В 1863 году мне дали тридцать дней отпуска, чтобы я повидался с родными и заодно навербовал солдат. Это мне удалось, и к концу отпуска я подобрал человек тридцать таких, кто не прочь был вступить в армию. Очень мне хотелось завербовать одного молодого парня — он-то был не против, да только отец никак не желал его отпустить. Он твердил одно: надо убирать кукурузу, и без Хайрема он тут не обойдется. В конце концов он все-таки уступил, когда Хайрем обещал отдать ему ту тысячу долларов, которую выплачивали новобранцам. Но и тут старик Зек сказал, что согласится, если я помогу им управиться с кукурузой.

Мои тридцать дней истекли, но я в ту пору был молод, беззаботен, и это меня не беспокоило. Я знал, что и другие новобранцы хотят задержаться до конца уборки, и, кроме того, думал, что ничего со мной не сделают, когда я явлюсь в свой полк с тридцатью дюжими молодцами. А потому я взялся за дело, и через две недели вся кукуруза старого Зека была убрана, и я мог отправиться в путь.

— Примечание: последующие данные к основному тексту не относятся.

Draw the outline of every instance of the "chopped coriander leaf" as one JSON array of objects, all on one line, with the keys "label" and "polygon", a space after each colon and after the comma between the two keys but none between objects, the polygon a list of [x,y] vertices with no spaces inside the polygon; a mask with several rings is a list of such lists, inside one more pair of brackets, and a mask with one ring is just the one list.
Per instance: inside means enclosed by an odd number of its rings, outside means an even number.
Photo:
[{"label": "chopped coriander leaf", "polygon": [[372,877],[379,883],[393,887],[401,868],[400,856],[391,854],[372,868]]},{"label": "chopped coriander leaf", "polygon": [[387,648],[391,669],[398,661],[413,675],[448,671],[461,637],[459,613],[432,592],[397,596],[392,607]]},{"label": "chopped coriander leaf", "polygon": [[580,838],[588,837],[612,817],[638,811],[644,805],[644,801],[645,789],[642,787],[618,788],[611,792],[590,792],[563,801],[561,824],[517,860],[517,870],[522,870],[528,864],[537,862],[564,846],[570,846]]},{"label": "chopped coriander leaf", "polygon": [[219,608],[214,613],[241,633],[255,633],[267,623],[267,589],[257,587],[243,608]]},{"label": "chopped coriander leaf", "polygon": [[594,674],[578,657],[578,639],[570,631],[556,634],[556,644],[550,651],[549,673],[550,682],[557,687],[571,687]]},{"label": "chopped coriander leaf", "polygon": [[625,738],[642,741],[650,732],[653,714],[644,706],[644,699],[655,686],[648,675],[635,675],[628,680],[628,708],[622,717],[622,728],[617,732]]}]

Мы купили билеты и на следующее утро должны были сесть в Рок-Айленде на поезд в Куинси. Там моим ребятам предстояло дать присягу, получить свою тысячу долларов и прославить родные места таким большим числом новобранцев. Однако, самовольно продлив свой отпуск, я забыл об одном — о начальнике военной полиции. Этих начальников все презирали даже больше, чем собачников. Они были обязаны ловить дезертиров, а так как за каждого арестованного дезертира им платили по 25 долларов, они, понятно, старались своего не упустить. Если бы они хватали только настоящих дезертиров, к ним бы не относились с такой неприязнью, но они постоянно портили жизнь честным солдатам, которые были виноваты только в том, что по легкомыслию слишком загостились дома. Начальник военной полиции в нашем графстве был хитрый человек, смелый как лев и уж такой подлец, какого не сыщешь. Незадолго перед тем из нашего полка уезжал в отпуск Томми Джинглс и тоже задержался дома дольше, чем следовало бы. На третий день, когда он в Рок-Айленде садился в поезд, Дэви Мак-Грегор схватил его и отправил в полк под арест. Вознаграждение в 25 долларов и все расходы, разумеется, вычли из жалованья бедняги Томми, который вовсе и не помышлял о дезертирстве. И это был далеко не единственный случай, когда Дэви Мак-Грегор поступил подло.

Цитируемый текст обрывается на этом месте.